Les banques continuent à financer massivement le secteur des hydrocarbures, malgré les appels internationaux pour une transition écologique rapide, selon un nouveau rapport publié par plusieurs ONG. Ce document, intitulé "Banking on Climate Chaos"*, montre que les institutions financières mondiales maintiennent un niveau élevé d'investissement dans les énergies fossiles, même si certaines banques européennes, comme celles de France, ont fait mieux que la moyenne mondiale. En effet, les banques françaises ont réduit leur financement des hydrocarbures en 2025, contrairement à la tendance générale.
Cette situation contrastée soulève des questions sur la cohérence entre les engagements climatiques et les actions concrètes des banques.
Le rapport, réalisé par un consortium d'organisations non gouvernementales spécialisées dans l'environnement, analyse les flux financiers des grandes banques à travers le monde. Il met en lumière que, globalement, les investissements dans le pétrole, le gaz et le charbon restent élevés, ce qui entrave la lutte contre le changement climatique. L'Agence internationale de l'énergie (AIE) rappelle qu'il faudrait réduire le financement des énergies fossiles de 60% chaque année jusqu'en 2030 pour atteindre les objectifs climatiques fixés par l'Accord de Paris. Malgré ces recommandations, les données montrent que les banques ne suivent pas suffisamment cette trajectoire.
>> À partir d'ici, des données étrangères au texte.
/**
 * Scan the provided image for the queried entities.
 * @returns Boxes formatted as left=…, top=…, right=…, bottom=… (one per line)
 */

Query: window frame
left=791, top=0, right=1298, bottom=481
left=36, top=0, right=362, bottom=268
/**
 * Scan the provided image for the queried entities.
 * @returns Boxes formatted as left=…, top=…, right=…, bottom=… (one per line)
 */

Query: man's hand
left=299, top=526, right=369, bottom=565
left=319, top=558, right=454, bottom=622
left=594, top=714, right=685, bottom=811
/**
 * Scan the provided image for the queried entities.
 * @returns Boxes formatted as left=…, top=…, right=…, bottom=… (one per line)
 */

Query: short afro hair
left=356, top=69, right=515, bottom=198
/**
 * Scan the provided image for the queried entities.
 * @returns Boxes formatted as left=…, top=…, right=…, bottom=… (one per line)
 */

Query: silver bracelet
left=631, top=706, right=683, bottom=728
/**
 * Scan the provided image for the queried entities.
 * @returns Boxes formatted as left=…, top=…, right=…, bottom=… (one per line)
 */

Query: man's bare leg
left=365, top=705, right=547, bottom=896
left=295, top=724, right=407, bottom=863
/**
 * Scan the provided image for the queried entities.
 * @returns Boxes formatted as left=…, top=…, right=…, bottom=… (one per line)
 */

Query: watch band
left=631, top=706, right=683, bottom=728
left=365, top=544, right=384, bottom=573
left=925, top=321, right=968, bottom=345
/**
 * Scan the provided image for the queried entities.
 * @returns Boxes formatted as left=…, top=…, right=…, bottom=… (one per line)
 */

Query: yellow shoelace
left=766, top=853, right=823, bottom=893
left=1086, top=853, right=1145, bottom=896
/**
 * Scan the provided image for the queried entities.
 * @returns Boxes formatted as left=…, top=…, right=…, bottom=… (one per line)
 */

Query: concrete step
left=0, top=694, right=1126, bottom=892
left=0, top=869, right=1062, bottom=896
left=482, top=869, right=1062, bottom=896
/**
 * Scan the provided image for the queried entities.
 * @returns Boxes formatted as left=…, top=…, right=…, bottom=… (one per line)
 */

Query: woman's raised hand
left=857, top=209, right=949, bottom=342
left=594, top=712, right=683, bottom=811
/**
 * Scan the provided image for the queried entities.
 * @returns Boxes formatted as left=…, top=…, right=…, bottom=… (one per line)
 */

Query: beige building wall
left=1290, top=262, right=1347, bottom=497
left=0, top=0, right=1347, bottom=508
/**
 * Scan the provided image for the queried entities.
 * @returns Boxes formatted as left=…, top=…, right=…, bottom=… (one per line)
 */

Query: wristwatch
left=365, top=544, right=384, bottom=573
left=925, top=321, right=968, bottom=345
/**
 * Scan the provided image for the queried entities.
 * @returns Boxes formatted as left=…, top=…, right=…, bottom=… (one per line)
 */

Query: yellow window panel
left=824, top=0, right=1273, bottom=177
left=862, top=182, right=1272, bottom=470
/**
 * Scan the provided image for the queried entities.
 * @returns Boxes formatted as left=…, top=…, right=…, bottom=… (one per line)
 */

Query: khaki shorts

Parmi les banques examinées, les institutions françaises se distinguent positivement. Elles ont réussi à diminuer leur portefeuille d'actifs liés aux hydrocarbures, ce qui place le pays en tête de la liste européenne. Cependant, cela reste insuffisant face aux exigences internationales. D'autres pays, notamment en Asie et en Amérique latine, voient leurs banques augmenter leurs investissements dans les projets fossiles, souvent en lien avec des politiques économiques nationales. Ces différences reflètent des priorités divergentes entre les États, certains souhaitant privilégier la croissance économique à court terme au détriment des impératifs environnementaux.
La question du financement des hydrocarbures est également au cœur des discussions locales.À Wallis et Futuna, un archipel français situé dans le Pacifique, des acteurs bancaires et des représentants de la Chambre de Commerce et d'Industrie de la Métropole et des Départements d'Outre-Mer (CCIMA) s'engagent activement pour soutenir les entreprises locales tout en respectant les normes environnementales.Ce cas illustre comment les politiques climatiques peuvent être adaptées aux réalités régionales, sans négliger les défis globaux.
Les ONG qui ont publié le rapport soulignent que, bien que les efforts français soient louables, ils doivent être renforcés.Elles exhortent les banques à adopter des stratégies plus ambitieuses, en alignant leurs pratiques sur les objectifs climatiques.En outre, elles mettent en garde contre le risque de conflits d'intérêts lorsque les banques financent des projets fossiles, en particulier ceux qui pourraient avoir des impacts négatifs sur les communautés locales ou les écosystèmes.
À l'avenir, les attentes sont élevées vis-à-vis des banques. Les mouvements sociaux et les pressions des citoyens, qui demandent une transition vers des énergies renouvelables, devraient pousser davantage les institutions financières à modifier leurs orientations. En France, les autorités publiques pourraient également intervenir en imposant des règles plus strictes concernant les investissements dans les énergies fossiles. Ainsi, le défi reste de concilier développement économique, sécurité énergétique et préservation de l'environnement.